Seluruh headline news di televisi Bandara Al-Amman didominasi oleh berita menggemparkan yang datang dari salah satu hotel terbaik di negara ini. Aksi sabotase listrik, penyerangan petugas keamanan, dan ancaman teror yang disampaikan kepada pihak penyelenggara KTT sangat mencengangkan. Di saat perwakilan dari hampir seluruh belahan dunia datang untuk menginisiasi perdamaian dan menjunjung tinggi kemanusiaan, terjadi teror yang sangat mengerikan. Gedung tiga puluh lantai itu kini menjadi latar belakang studio para jurnalis yang sedang membacakan berita.
Berdasarkan berita, terdapat enam orang petugas keamanan gabungan KTT yang terluka. Lima pelaku teror tersebut juga sudah diamankan oleh petugas berwenang di Al-Amman. Mereka membawa selebaran yang berisi kata-kata kasar yang menyerang peserta KTT. Motif mereka yang lebih pasti akan diselediki terlebih dahulu.
Huasya yang menyimak berita berbahasa Arab ini pun segera menebak bahwa kabar teror ini pasti tak lama akan sampai ke telinga orang tuanya. Ia sangat berterima kasih pada guru bahasa Arabnya sejak TK hingga SMA, setidaknya ia bisa memahami inti dari topik berita barusan berkat ajaran guru-guru bahasa Arabnya.

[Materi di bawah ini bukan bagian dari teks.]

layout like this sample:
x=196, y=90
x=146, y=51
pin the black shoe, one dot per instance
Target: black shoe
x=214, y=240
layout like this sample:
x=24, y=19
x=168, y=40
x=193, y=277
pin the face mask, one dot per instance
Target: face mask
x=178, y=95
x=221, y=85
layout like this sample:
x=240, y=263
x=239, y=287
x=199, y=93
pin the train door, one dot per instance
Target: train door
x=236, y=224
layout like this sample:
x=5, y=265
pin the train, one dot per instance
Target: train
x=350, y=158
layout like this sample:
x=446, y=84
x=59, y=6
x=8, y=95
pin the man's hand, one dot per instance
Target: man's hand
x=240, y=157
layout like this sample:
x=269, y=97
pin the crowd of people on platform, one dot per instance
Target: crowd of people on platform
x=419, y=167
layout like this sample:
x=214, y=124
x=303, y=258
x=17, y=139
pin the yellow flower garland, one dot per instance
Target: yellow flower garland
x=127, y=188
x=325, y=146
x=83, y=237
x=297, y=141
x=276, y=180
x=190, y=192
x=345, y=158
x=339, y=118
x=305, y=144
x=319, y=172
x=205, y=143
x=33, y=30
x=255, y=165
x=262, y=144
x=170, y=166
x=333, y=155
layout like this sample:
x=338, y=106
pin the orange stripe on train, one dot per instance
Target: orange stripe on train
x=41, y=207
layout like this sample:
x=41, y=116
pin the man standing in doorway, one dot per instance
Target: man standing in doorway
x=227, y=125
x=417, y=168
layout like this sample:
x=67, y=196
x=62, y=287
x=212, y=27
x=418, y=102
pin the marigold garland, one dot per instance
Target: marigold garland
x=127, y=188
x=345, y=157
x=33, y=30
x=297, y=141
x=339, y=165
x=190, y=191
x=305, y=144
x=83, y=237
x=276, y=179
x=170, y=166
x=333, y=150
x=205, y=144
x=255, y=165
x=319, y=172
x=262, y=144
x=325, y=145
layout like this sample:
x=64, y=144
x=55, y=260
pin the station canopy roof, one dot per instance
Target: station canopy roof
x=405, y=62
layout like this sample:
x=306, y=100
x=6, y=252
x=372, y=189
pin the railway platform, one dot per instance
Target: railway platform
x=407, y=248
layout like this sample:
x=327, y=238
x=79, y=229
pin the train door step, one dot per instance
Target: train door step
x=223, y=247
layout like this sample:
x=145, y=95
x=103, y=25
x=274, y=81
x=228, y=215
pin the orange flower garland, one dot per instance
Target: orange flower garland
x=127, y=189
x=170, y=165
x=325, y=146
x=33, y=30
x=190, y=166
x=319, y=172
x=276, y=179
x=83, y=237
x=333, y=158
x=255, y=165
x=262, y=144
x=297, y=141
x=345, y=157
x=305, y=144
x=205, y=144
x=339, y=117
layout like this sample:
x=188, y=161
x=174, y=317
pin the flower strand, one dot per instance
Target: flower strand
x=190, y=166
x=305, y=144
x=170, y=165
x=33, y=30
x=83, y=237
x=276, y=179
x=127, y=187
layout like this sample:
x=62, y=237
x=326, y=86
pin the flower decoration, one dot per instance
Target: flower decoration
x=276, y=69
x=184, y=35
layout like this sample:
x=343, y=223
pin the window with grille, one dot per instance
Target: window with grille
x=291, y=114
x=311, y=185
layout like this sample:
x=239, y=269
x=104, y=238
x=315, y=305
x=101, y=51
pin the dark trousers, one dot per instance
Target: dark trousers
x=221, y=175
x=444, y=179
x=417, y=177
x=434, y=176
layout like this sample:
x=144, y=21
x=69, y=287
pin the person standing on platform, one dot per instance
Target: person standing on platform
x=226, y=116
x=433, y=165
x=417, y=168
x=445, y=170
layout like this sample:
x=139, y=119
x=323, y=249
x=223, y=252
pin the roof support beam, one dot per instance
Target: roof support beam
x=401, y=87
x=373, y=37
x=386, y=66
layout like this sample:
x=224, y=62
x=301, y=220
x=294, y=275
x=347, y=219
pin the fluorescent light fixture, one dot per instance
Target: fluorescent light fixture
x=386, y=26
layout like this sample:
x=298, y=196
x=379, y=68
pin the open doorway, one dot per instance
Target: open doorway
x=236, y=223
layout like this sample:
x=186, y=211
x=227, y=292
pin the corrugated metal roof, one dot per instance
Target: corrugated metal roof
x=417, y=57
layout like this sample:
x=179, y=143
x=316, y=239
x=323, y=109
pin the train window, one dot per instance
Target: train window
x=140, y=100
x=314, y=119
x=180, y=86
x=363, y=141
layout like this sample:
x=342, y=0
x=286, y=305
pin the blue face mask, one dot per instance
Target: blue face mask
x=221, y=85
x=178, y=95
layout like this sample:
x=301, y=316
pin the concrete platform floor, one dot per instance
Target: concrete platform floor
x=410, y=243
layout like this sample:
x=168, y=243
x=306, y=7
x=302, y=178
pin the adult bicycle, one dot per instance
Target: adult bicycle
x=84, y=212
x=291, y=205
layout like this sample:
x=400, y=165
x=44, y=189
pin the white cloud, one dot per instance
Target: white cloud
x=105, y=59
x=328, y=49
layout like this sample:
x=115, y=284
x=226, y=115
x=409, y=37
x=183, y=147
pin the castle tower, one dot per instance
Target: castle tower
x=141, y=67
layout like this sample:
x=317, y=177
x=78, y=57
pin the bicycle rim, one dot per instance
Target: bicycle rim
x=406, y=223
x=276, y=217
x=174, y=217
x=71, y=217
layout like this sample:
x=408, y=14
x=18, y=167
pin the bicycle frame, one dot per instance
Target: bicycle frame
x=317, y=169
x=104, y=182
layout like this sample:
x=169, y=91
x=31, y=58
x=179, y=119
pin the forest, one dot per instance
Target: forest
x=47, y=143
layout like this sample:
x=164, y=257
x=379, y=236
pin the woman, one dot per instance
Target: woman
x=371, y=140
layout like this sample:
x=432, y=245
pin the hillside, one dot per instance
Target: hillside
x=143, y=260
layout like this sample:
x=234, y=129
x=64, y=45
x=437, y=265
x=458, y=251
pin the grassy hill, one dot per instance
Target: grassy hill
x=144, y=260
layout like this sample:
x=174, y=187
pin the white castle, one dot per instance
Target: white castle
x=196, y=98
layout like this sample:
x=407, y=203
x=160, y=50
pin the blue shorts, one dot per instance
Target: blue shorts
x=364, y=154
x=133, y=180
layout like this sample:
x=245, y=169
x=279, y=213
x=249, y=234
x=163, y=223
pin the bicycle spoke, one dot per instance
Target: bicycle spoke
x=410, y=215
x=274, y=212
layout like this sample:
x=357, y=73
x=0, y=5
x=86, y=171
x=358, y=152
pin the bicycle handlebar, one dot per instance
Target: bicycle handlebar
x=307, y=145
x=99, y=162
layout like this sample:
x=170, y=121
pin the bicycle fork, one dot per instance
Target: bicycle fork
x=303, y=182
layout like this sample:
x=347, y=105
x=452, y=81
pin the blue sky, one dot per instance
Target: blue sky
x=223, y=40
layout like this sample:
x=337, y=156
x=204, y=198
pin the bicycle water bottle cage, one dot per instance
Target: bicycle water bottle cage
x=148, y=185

Huasya segera merogoh tasnya dan langsung mengeluarkan ponselnya. Ia membuka aplikasi pesan instan dan segera mengetikkan sesuatu di laman grup keluarga.
Me
Kakak baik-baik aja. Jangan khawatir
Lalu ia kembali mematikan sambungan internetnya dan kembali memasukkan ponsel ke dalam tasnya. Sempat termenung karena kondisinya saat ini, Huasya disadarkan oleh suara seseorang.
“Ini paspor Mbak Sya.”
Huasya menerima kembali paspornya yang tadi diperlukan untuk mendata penumpang pesawat jet pribadi Hadi.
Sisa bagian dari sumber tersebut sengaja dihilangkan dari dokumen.